Good as Gold, the results of this year's Doctor Who script to screen competition

TV  Last night, Blue Peter broadcast Good as Gold, the results of this year's Doctor Who script to screen competition and you can watch it here:



Now, isn’t that fun? However entertaining the spin-off media is, particularly the audio exclusives from AudioGo or the Doctor Who Magazine comics, they’re never quite the same as the television version with its acting and music and camera whooshing around. And there they are for the first time since Christmas, The Doctor, Amy, the TARDIS console room and the chemistry we’ve enjoyed this past few years. Just three minutes including credits and whooping from the Blue Peter audience, but a magical three minutes.

Much of that has to do with the Children of Ashdene School or more precisely Rebecca, Emily and Libby from Year 6 who’ve cleverly looked at the fundamentals of what makes a Doctor Who story, as the first Doctor says, “the great spirit of adventure” and run with it, making it the Time Lord’s primary motive after some needling from Amy. None of the wanting to be left alone which has epitomised all of the Doctors at some point or other. If they’re not having an adventure at least once a week, there’s something wrong with the universe. Amen to that.

As with much of the newer series, kids entering the competition were handed a shopping list of what their script had to include. The scripts had to be no longer than three minutes when performed, have an Olympic theme, set either in the TARDIS or a new planet or world (but not both) and feature the eleventh Doctor plus Amy AND/OR Rory PLUS either a Judoon, Cyberman, Ood or Weeping Angel AND/OR a brand new human character (this can be a contemporary figure or a historical character).

None of which is quite werewolves, Shaolin monks and Queen Victoria but still has a few problems and it’s to the writer’s credit that they have managed to shoehorn all of that into three minutes. Shrewdly they’ve realised there isn’t much room in that time to give Amy and Rory something to do, especially in something this plot based, so they’ve stuck with just the former, which suggests that maybe this story happens some time in new series five, after The Time of Angels, perhaps as late as when Rory has been wiped from existence.

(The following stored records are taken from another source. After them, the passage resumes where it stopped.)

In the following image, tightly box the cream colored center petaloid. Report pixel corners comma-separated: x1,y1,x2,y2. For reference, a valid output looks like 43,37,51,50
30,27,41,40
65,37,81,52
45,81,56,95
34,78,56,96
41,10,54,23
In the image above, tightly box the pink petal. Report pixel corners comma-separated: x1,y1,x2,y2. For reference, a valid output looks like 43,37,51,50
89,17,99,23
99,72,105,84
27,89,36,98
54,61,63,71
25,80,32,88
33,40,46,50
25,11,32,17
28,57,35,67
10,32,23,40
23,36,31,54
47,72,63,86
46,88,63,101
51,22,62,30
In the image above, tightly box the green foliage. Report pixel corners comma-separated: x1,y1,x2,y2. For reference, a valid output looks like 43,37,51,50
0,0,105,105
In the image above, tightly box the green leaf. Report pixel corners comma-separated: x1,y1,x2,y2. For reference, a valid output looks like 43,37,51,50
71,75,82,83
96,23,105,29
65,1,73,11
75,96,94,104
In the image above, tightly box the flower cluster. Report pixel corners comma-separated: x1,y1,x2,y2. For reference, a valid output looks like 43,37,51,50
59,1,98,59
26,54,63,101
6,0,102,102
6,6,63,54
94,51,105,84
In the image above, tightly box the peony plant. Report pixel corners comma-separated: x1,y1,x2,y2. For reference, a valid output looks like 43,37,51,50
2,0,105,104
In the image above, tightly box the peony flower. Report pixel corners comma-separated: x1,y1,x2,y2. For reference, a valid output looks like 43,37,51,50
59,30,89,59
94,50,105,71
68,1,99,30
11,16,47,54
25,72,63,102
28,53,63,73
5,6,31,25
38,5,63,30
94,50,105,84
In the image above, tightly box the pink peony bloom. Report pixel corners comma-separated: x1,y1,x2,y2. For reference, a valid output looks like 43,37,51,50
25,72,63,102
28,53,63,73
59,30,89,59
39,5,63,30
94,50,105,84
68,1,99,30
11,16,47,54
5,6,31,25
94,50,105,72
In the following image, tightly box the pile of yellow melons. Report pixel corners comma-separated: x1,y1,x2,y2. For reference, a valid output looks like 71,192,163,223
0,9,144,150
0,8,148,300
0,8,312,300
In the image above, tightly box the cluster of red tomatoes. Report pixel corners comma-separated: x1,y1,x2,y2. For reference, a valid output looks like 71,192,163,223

The Olympic theme was a big ask. This could have manifested itself in a metaphoric sense but the kids have gone with a more terrestrial theme and inevitably the result contradicts Fear Her as the athlete says he’s going to be lighting the flame. By rights this minisode should feature the tenth Doctor. But demonstrating a Dicksian understanding of the franchise, they’ve realised that “established events” should never get in the way of a good story so time’s been rewritten and here we are with a version of the London 2012 opening ceremony in which the TARDIS lands in the middle.

That’s the other interesting choice. Given the opportunity to set this particular adventure elsewhere, we have another minisode set in the console room. Perhaps that’s why it was chosen by the judges, but again in writing they’ve realised that establishing some new planet at the beginning wouldn’t have left much narrative real estate for something to actually happen. Even without an EXT, shot in the script, most people watching will know what this place looks like so it’s a perfectly reasonable shorthand. Plus there’s something seductive about only just glimpsing what’s beyond its door.

That the TARDIS has an "adventure" setting shouldn’t be too much of a surprise. As we discovered in Steven Moffat’s Space/Time, it already has the capacity to enter "conceptual space", presumably an offshoot of the Land of Fiction (which was used as part of the promotion for the series). Unless the Doctor’s simply glossing the randomiser to Amy as a way of showing off and tantalising those of us who vaguely wish the TARDIS’s guidance systems would fall apart and we could return the haphazard approach to destinations of the 60s.

Another ingenious decision is in selecting the Weeping Angels. Partly that might just be ruled by taste – the Angels are the coolest of the aliens on that list – but again like the TARDIS console room, they have a shorthand. The problem with Judoons, Cybermen or Ood is that they have to have a motive, some reason to be there, they’d need some dialogue. We know the Weeping Angels simply want to make you die slowly. Plus they have a recognisable catchphrase that has an inbuilt terror. They exist therefore they’re scary.

The Doctor also gets a bit of a speech. It’s a bit Huw Edwards, and “destroy the very spirit of respect, excellence and friendship it represents" isn’t going to beat “they’re indomitable” or “do I have that right”. But it shows that Rebecca, Emily and Libby have done some research into the history of the games and what they represent.  Along with Fear Her, it would be entirely appropriate to broadcast this again as part of the BBC's main coverage.  Genuine thought’s gone into this script.  Perhaps after this.

All in all then, an economic, neat, funny, snack of a story which can stand along side all the rest of the minisodes written by professionals which is a credit to its authors and to the production which invited them. With Confidential cancelled, competitions like this will be instrumental in inspiring the programme makers of the future and hopefully even the children who weren’t successful in the seeing their work filmed will have enjoyed the process enough to be motivated to become the production team of the future.